VJayBombs has 300,000 followers across Instagram and TikTok for its guerrilla protest art across Los Angeles. The collective makes work that is explicitly anti-algorithm in content: it targets Trump, ICE, and the apparatus of state power whose funding Congress just approved to the tune of $70 billion. But the work distributes itself through exactly the platforms it aesthetically critiques. This week Phoebe Bridgers did the inverse: she ditched the internet to hype her new music, going offline to generate online attention. Both moves confirm the same thing: the algorithm has become the air. You cannot breathe outside it, only position yourself strategically within it.
Street Art's Distribution Problem Is Now the Content
The historical logic of guerrilla street art, from the Situationists through to Banksy, was that the street bypassed institutional gatekeepers. The wall was the distribution. VJayBombs still uses the wall, but the wall is now a content input for the feed. The protest is documented, uploaded, and optimized for engagement before the paint is dry. This is not a critique of VJayBombs specifically. It is a description of a structural condition that the Atlantic's analysis of white identitarian politics actually illuminates from the other side: when political movements of all ideological stripes route themselves through the same engagement-maximizing infrastructure, the infrastructure shapes the politics more than the politics shape the infrastructure.
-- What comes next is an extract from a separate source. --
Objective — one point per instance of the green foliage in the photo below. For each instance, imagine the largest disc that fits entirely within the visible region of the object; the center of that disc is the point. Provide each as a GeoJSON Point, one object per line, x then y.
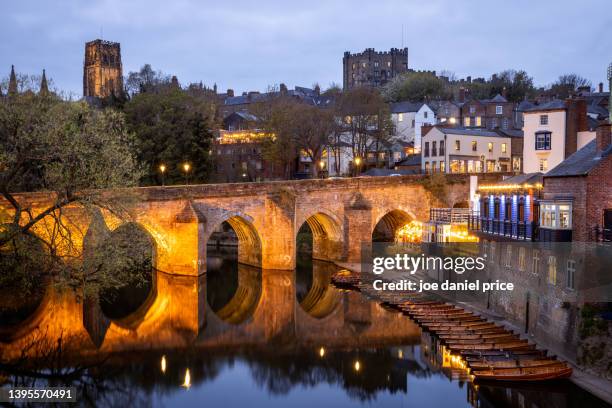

Kyle Chayka's work on algorithmic homogenization is exactly relevant here. When protest art and its targets distribute through identical platform logic, the platforms win.
The Virality of Anti-Virality
Bridgers' move is the most clarifying data point. Refusing the internet, done correctly, is itself internet content. Her presale generated enormous search interest precisely because of the refusal. This is the loop: resistance aesthetics go viral, virality funds the resistance, the resistance performs its anti-virality, and the anti-virality goes viral. A 2026 arXiv paper on generative models eroding human temporal learning through market selection offers the most useful framing: what gets selected is not the most authentic or most oppositional content, but the content most legible to the selection mechanism. Street art and folk singer anti-internet stunts are both readable. The unreadable stuff is what actually escapes. TurboFund's spotlight on flipping screen time from passive to active is trying to build against this same dynamic, betting that intentional engagement is a product category.